Due to a very busy period at school and at work, I haven’t been able to post as frequent as I would like. This will probably continue up to February, when I don’t have lectures anymore and can more or less make my own time schedule. I have found some time, however, and as many people have been busy with their ancestors during Samhain or Halloween, this feels like the appropriate moment to tell something about genealogy.
Genealogy is a contraction of two Greek words, meaning to gain knowledge about those who were born before you: your ancestors. You can do this in various ways, obviously. Tracking the male lineage is most often done, finding ancestors with the same family name as you. Sometimes you see different spellings of a name, which makes it even more fun, as you have to discover whether it was actually distant family or an entire different family.
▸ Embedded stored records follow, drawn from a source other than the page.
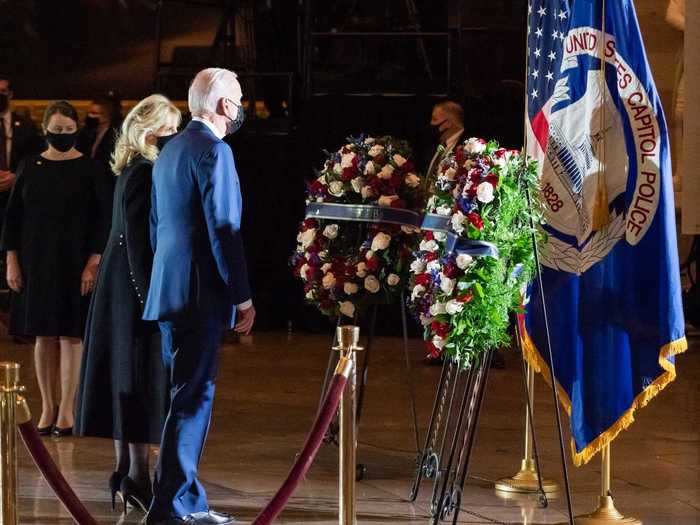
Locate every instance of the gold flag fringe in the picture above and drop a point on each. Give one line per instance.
(535, 360)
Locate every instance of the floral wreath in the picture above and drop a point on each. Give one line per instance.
(467, 274)
(354, 246)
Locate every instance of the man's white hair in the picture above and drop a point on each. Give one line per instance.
(208, 87)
The further back you go, the more difficult it becomes. As not all people stem from great, royal houses who always used surnames, it might be impossible to track your family back when the surnames are left out. In the Netherlands, and I assume in many other countries as well, people were named after their father. This way, Peter Johnson could be distinguished from Peter Ericson in name. The patronymics were used more often than actual surnames, and though it might be enough in a small village, a whole country will have more than 1 Peter Johnson. At some point in history, most countries required their inhabitants to use a surname, though Norway only passed this law in 1923!
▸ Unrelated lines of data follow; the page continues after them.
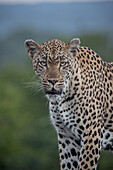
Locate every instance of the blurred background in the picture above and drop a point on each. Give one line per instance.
(27, 139)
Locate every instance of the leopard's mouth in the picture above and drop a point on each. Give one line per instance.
(53, 92)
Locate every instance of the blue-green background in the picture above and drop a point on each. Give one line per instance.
(28, 140)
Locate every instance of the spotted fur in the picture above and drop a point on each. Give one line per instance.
(79, 86)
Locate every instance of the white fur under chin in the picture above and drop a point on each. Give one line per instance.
(53, 97)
When you have gone as far back in the male line as you possibly could, it is enormous fun to discover what people nowadays are very distant relatives. That means finding out what all the children did, whom they married, continuing to present day. Sometimes you have to go back 10 generations to find a common ancestor, but hey, it’s family! That way I discovered that Joop Zoetemelk (a former Dutch cyclist who won the Tour de France) is very distant family, coming from an ancestor some 8 or 9 generations earlier.
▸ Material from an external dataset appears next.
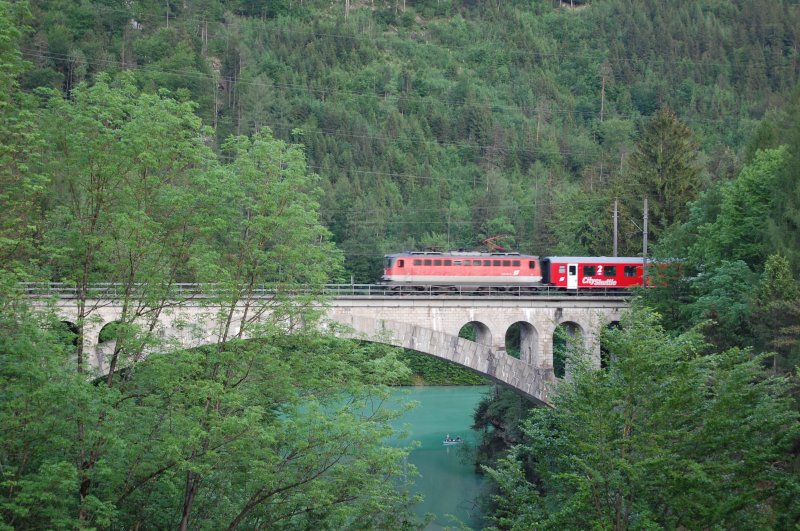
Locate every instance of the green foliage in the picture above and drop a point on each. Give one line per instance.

But why investigate only one side of the family? Your mother is the only one who definitely is your biological parent, so unless you have DNA material of relatives on the father’s side of the family, you can never be entirely sure. Belle van Zuylen, a Dutch/French female writer from the 18th century once suggested that children should get their mother’s surname, for this reason exactly. Feminism, yes, she was very ahead of her time, but very sharp-minded as well. Tracking the female lineage or finding the parents of your parents and their parents, doubling the number of people with every step you make, is also quite common. This is called a pedigree (a kwartierstaat in Dutch).
What value does your family tree have? Just the value you assign to it. You learn where you are from, who your ancestors were, how they lived, where they originally lived. You can honour your ancestors as is done in some traditions, or simply acknowledge them. I know the male ancestors on my father’s side back until 1500, and it seems we have never really moved. Even then, my family lived in the same area of the Netherlands. That feels good, knowing this is ‘familiar ground’ where we have been for hundreds of years. I have learned there is a family grave not to far from where I live, so I might visit it some day. On the other hand I’m very exited that one of the other branches on my family tree appears to go to (or rather: come from) Belgium, perhaps even France.
It takes quite some work to figure out your family tree, and perhaps you get stuck further back than your grandparents. But that’s okay! It is simply nice to know where you came from, and who your ancestors were.